AutoNation reported strong first-quarter results Thursday including an all-time record for EPS from continuing operations of $0.68, up 21% from first quarter 2012. The company continues to execute well in all segments and we see no reason to change our valuation or moat rating. Revenue increased 12% year over year while same-store revenue rose 8.6%. The company’s same-store new vehicle unit volume increased 6.1%, which was roughly in line with the industry’s 6.4% increase.
AutoNation still gained share, however, as total new vehicle retail sales outpaced the industry by increasing 9.2%. As is typical, the revenue increase enabled the company to leverage its fixed costs enough to offset declines in new and used vehicle gross margin, so operating margin came in flat at 4.1%. It is important to remember, however, that the company incurred $6.5 million of non-recurring SG&A expense ($0.03 per share) as part of rebranding its volume brand stores, to the AutoNation brand, as discussed in our Jan. 31 note. Management guided for non-recurring SG&A in the second quarter of $11.5 million which is right in line with its January forecast.
Analysts expect continued strong performance this year and into 2014 since we expect continued increases in new vehicle sales. The industry in our opinion still has room to run as it rebounds from a 2009 bottom of just 10.4 million units sold. We continue to expect 2013 industry new vehicle sales of 15.2 million-15.5 million while AutoNation still expects about mid-15 million. Analysts like that management has slowed its share repurchase activity in favor of making acquisitions.

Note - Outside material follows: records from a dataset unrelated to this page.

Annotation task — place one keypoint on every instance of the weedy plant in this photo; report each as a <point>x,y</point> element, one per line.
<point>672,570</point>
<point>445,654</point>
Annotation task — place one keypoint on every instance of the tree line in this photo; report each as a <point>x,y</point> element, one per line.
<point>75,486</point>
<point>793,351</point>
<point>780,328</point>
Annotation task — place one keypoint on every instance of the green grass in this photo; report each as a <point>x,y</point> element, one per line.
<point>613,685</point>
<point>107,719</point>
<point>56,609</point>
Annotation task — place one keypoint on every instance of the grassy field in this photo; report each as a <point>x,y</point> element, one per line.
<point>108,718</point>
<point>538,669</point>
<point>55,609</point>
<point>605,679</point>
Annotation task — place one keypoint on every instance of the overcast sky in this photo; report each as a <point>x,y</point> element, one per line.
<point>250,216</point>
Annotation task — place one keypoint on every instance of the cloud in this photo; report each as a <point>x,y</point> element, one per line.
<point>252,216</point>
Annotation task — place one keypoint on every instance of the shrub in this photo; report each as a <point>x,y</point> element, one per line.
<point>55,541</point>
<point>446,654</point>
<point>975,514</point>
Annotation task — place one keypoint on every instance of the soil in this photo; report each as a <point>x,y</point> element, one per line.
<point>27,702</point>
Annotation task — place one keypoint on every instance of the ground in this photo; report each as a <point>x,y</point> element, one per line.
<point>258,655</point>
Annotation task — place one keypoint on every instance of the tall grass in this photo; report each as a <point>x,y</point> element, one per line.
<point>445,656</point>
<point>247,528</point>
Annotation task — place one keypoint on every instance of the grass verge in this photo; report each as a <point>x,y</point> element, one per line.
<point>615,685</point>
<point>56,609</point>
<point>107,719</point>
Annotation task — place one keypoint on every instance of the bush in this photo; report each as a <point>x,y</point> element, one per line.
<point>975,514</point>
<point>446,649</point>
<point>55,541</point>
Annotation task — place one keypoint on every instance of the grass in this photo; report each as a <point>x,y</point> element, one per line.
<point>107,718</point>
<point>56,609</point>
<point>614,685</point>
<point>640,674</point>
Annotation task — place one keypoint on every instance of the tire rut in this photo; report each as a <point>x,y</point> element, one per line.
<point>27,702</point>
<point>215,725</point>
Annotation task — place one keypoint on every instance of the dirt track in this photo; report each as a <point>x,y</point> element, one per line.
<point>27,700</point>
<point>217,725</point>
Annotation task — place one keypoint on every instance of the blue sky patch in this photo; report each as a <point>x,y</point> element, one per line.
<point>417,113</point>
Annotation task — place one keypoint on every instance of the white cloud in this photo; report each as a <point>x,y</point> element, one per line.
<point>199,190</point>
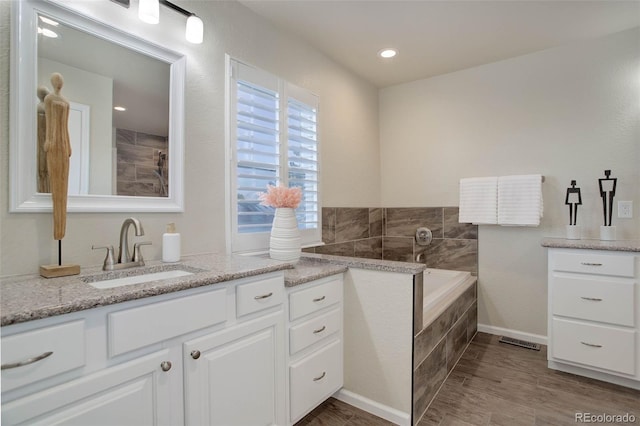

It appears from comments on the call that sellers have more reasonable asking prices, which enables AutoNation to now pursue M&A over buying back its shares. The company purchased only $2.2 million of its stock in first quarter 2013 compared with $405.4 million in the prior-year quarter and announced Thursday it has agreements to purchase a Honda and Hyundai store in Phoenix as well as a Toyota store in Dallas. These deals represent about $250 million in annual revenue and terms were not disclosed.
Analysts also agree with chairman and CEO Mike Jackson’s comments on the call that he does not expect a price war in the industry because of the weaker yen against the dollar. Jackson is correct to point out that automakers can remain disciplined on incentives because everyone has great product and market share is roughly stable. Analysts have long argued that the old Detroit model of making poorly designed cars while relying on light-trucks is gone and the new and improved U.S. auto industry will instead be a viciously competitive arena where firms constantly shift market share back and forth depending on who has the latest hot models. Furthermore, the Japan 3 are moving to produce more of their vehicles where they sell them, which removes much of the foreign currency exposure from which the Japanese long benefited when the yen was weak before the recession.